My submission for OpenAI's Parameter Golf challenge: best language model that fits in 16MB (compressed), trained in under 10 minutes on 8×H100s, evaluated by bits-per-byte (BPB) on FineWeb.
Final result: ~1.15 BPB (sliding window eval)
⚠️ Honest disclaimer: This entry does not strictly satisfy the competition constraints. The compressed model is 16.1 MB (limit: 16 MB), and training used 1× H100 for 2 hours (~120 H100-minutes) vs the allowed 8× H100 for 10 minutes (80 H100-minutes). This is more of a personal exploration of the techniques than a valid leaderboard submission.
| Metric | Value |
|---|---|
| Standard BPB | 1.186 |
| Sliding window BPB | ~1.151 |
| Compressed size | 16.1 MB (zstd-22) — just over the 16 MB limit |
| Training time | 2 hours |
| Hardware | 1× H100 (OpenAI API credits) |
Leaderboard context at submission time:
#1 thwu1: 1.1428
#2 Raahil: 1.1458
#3 aruniyer: 1.1502
Ours: ~1.15 (non-compliant — 16.1 MB, 1×H100 2h)

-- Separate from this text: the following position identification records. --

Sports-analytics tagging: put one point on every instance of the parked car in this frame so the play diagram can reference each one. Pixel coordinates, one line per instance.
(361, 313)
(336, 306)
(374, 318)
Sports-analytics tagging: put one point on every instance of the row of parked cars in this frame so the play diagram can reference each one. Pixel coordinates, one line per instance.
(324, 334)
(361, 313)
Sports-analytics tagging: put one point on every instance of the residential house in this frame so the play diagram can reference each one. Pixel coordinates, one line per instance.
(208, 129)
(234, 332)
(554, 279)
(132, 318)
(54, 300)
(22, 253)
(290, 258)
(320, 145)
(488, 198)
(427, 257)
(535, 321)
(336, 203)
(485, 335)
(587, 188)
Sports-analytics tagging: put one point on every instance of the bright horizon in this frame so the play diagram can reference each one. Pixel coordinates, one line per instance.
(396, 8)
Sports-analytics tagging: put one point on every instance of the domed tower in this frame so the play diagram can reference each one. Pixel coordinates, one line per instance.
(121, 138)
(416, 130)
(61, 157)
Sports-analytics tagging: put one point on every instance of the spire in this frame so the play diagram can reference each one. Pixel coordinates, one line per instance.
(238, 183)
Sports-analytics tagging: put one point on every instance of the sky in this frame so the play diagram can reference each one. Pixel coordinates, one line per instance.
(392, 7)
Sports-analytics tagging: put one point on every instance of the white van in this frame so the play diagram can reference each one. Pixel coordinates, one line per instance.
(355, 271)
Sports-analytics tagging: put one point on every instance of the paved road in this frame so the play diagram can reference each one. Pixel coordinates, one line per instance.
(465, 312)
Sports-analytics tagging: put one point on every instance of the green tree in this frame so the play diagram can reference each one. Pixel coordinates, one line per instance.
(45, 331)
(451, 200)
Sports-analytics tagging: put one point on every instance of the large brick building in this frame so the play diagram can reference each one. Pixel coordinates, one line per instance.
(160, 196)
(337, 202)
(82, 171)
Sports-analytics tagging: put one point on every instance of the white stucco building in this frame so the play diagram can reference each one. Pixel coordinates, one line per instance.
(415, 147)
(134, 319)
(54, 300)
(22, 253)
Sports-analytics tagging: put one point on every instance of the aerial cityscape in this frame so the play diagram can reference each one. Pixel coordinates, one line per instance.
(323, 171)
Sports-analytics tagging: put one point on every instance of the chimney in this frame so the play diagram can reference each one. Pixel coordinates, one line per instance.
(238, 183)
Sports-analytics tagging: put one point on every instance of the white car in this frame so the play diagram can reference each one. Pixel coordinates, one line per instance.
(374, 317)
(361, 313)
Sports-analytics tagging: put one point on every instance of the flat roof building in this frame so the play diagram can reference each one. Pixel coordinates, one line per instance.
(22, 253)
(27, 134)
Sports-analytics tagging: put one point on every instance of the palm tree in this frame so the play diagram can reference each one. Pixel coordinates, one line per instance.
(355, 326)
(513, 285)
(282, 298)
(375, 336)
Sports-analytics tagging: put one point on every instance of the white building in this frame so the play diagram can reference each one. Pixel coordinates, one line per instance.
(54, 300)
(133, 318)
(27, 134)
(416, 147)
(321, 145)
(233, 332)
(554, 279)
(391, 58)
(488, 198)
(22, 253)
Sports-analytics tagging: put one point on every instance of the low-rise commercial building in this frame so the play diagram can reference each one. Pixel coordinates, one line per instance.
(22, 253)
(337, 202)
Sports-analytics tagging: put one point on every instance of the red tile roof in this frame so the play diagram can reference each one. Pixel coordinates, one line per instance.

GPTv3 — a 10-layer transformer with 512 hidden dim, built around several techniques borrowed from top leaderboard entries and a couple of original additions.
BigramHash Embedding — hashes (prev_token, curr_token) pairs into 10,240 buckets using a simple XOR hash, projecting to a 128-dim bigram embedding that is added to the standard token embedding. Initialized to zero (no-op at start), the model learns to use bigram context where it helps. Cheap (~1.3M params) and effective.
SmearGate — a learned per-dimension sigmoid gate that blends each token's embedding with the previous token's embedding. ~512 parameters total. Initialized to zero (no blending), so it only activates if it helps. Essentially a soft learned 1-gram lookahead within the embedding.
Int6 QAT (Quantization-Aware Training) — fake-quantizes weights to 6-bit range [-32, 31] during the forward pass using a straight-through estimator (STE), so gradients flow normally. Applied from step 0. At export, weights are actually quantized to int8 containers (6-bit range), which zstd can compress aggressively. Tied embeddings and small/control tensors are kept in fp16.
zstd-22 compression — replaces zlib. At level 22 (max), zstd compresses int6 weights significantly better than zlib-9 due to the restricted value range [-32, 31].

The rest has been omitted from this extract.